Agnosticism isn't a worldview on the metaphysical actuality of the cosmos itself

Agnosticism isn't a worldview on the metaphysical actuality of the cosmos itself, but a state of mind of the individual or a limitation of the individual. That isn't tautological to the workings of the cosmos. The "limitations of the individual", either personally or cosmically posed, are not the "mechanism of the universe"; thus agnosticism is a worldview about the opinions of the individual, and not about the cosmic actuality. The possibly hidden nature of the cosmos, isn't its only attribute, nor its deepest mechanism. Agnosticism is not the purest metaphysics on the cosmos, but it is pure ontic metaphysics on the individual (the thinker).  Preceding unsigned comment added by 2a02:587:4115:e96c:88ea:a31a:74f3:a24c (talk) 20:27, 21 June 2020 (UTC)

Unclear first sentence

The first sentence is this:

"Agnosticism is the view or belief that the existence of God, of the divine or the supernatural is unknown or unknowable."

But this leaves entirely unstated the question of whose knowledge is being referred to.

Is it just the agnostic person whose knowledge is referred to here? (The existence of God is unknown or unknowable to that person?)

Or does the quote mean the agnostic believes the existence of God is unknown or unknowable to everyone?

Whatever the answer — which could be either of these, or both of these, or something else — the article desperately needs clarification. 2601:200:C082:2EA0:F171:81DE:843A:DA36 (talk) 19:35, 27 April 2023 (UTC)

Definition

Should a clause not be added that agnosticism can mean "the belief that the existence of a god or gods is personally unknowable" or to mean an apathy towards religion without claiming anything about the nature of our reality? Alexanderkowal (talk) 09:41, 23 May 2024 (UTC)

This is inline with @2601:200:c082:2ea0:f171:81de:843a:da36's post above Alexanderkowal (talk) 09:43, 23 May 2024 (UTC)

Changes to the article

I'm thinking about implementing changes to this article with the hope of moving it in the direction of GA status. The article has the maintenance tag "Over-quote" because its heavy reliance on on quotations undermines the encyclopedic style. A related problem is excessive reliance on primary sources, often to make interpretative claims that require secondary sourcing. For example, the article calls Russell's essay Why I Am Not a Christian "a classic statement of agnosticism" and supports this claim with the essay itself, which does not even use the term "agnosticism". The article also has issues with WP:PROPORTION: most of its content is devoted to the history of agnosticism, with a heavy emphasis on UK and US authors. It also includes detailed treatments of minor figures, like a lengthy subsection on Bernard Iddings Bell, who gets little to no coverage in standard overviews. Such details belong to child articles, not here.

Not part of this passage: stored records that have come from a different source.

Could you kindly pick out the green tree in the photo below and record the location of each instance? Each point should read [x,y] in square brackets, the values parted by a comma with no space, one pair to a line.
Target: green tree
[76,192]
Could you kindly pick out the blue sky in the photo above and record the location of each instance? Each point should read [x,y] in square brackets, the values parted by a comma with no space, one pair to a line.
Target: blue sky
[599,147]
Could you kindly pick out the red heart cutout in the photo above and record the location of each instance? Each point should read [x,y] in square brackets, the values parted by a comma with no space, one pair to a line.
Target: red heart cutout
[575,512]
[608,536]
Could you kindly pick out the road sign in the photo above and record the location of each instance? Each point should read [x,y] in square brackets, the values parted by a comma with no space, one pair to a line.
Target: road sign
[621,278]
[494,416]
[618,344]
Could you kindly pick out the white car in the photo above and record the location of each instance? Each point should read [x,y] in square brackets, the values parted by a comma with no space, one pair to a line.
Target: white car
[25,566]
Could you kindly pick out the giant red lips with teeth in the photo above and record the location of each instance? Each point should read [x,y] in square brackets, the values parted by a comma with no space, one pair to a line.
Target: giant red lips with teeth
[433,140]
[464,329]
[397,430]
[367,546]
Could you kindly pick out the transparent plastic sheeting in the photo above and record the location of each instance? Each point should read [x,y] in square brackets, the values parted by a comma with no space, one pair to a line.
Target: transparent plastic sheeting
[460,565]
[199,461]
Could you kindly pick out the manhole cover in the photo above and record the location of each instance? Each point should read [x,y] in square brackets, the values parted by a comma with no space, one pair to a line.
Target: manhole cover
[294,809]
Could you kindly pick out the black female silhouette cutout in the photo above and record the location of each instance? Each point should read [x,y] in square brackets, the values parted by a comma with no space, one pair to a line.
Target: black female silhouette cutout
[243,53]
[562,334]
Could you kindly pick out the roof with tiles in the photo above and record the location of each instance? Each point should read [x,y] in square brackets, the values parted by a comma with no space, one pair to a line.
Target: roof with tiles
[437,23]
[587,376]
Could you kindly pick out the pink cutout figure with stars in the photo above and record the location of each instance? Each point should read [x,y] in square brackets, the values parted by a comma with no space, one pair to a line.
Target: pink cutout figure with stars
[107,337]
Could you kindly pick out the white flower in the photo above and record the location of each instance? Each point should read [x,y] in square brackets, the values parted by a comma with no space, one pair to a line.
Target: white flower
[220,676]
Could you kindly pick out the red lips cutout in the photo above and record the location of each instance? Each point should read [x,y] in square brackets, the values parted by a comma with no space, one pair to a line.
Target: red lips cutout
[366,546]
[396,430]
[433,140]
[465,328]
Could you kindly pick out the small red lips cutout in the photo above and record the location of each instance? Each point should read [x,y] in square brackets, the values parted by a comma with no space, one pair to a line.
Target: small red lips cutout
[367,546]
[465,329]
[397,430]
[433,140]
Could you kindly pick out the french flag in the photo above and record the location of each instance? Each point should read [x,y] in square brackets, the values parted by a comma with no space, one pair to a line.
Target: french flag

As a result, the article omits important thinkers and traditions that are commonly discussed in overview sources, such as Mansel, logical positivism, and Wittgenstein.

The article discusses the difference between strong, weak, and apathetic agnosticism, but there are many other types that should be mentioned, such as psychological vs epistemological agnosticism, grounded vs ungrounded agnosticism, and religious vs non-religious agnosticism. Another often-discussed topic in the academic literature that deserves more attention is the practical consequences of being agnostic. Our article discusses ignosticism as a related view. There are many other related views that are often compared to agnosticism and would be worth explaining, such as atheism, skepticism, fallibilism, and apatheism.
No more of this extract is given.